The evolution of the acceptance of Coriolis meters for gas applications has some similarity to multipath ultrasonic meters.

Prior to any level of industry acceptance, Coriolis meter testing sponsored by the former Gas Research Institute (GRI) was conducted to help establish the performance characteristics of Coriolis meters when operating on natural gas.  Because Coriolis meters are flow calibrated on water as part of the manufacturing process, the testing helped to establish the applicability of the water calibration to gas applications and the degree to which the upstream piping configuration could influence the meter output.  The testing involved multiple meter brands, sizes, and piping configurations and helped to support the development of the AGA technical note on Coriolis Flow Measurement that was published in 2001.  

Manufacturers have continued with the development of larger Coriolis meters and research and testing to establish the transferability of water calibrations to gas applications.  Even with stated uncertainty values in the range of ±0.25% to ±0.35%, improvements in the accuracy of Coriolis meters can be made through gas calibrations at the operating conditions.  Since elevated static pressure stiffens the vibrating flow tube, pressure can influence the meter accuracy by producing a shift in the meter performance.  While manufacturers characterize pressure effects for their meters, the uncertainty associated with those characterizations can increase the overall uncertainty of the meter when operated with gas at elevated pressures.  Therefore, flow calibration at operating pressure conditions can reduce the overall meter uncertainty.

By reviewing Coriolis meter calibration results, companies that were familiar with multipoint linearization through their exposure to ultrasonic meters were able to convince some manufacturers to include the multipoint calibration capability for Coriolis meters within the meter electronics.  The application of multipoint linearization to a Coriolis meter is significant because it is recognition not only of improvements that can be made by a flow calibration under the operating conditions, but also allows the correction of, admittedly small, non-linear characteristics that can appear during a flow calibration.

Over the past 25 plus years of operation, the Metering Research Facility has observed some interesting shifts in the attitude of the gas industry toward flow meter calibration.  The improved availability of flow calibration services has contributed greatly to the recognition by the industry of the value of flow calibrations for all meter types.  The benefits for flow calibration, regardless of technology, generally consist of reduced measurement uncertainty and increased confidence in the proper operation of the measurement system.  Flow calibration has become widely accepted as a “best practice” for nearly all flow measurement applications; few would consider installing a flow meter without the assured performance that a flow calibration provides.
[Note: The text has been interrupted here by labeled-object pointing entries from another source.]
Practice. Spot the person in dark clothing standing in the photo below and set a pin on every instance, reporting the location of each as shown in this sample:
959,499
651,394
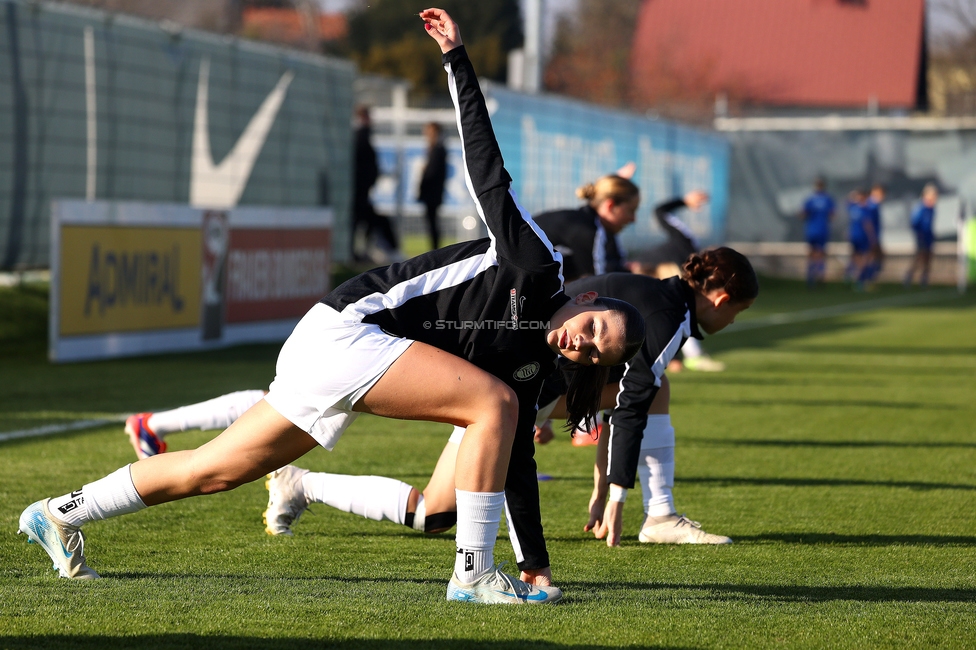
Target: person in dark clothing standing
366,172
587,236
432,181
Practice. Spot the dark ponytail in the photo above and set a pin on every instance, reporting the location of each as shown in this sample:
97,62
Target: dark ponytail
721,268
584,395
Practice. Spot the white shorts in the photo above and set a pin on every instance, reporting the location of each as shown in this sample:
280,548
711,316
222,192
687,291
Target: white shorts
326,365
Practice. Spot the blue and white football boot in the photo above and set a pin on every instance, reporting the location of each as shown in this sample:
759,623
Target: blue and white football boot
63,542
498,588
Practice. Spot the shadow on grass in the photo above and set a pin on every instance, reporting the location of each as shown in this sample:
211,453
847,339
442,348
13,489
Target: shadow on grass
213,642
836,404
730,481
860,540
791,593
820,482
850,444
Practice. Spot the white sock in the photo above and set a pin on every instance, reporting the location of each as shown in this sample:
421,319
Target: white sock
420,515
217,413
111,496
374,497
692,348
479,514
656,466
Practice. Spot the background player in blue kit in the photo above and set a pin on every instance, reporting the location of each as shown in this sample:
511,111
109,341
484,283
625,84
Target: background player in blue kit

P&GJ

Author: Terry Grimley is a Mechanical Engineer who serves as the Manager of the Flow Measurement Section at Southwest Research Institute where he is responsible for a variety measurement related projects including the operation of the Metering Research Facility.  He has direct experience with a range of flow measurement technologies and  is actively involved with the AGA Transmission Measurement Committee, and other industry groups.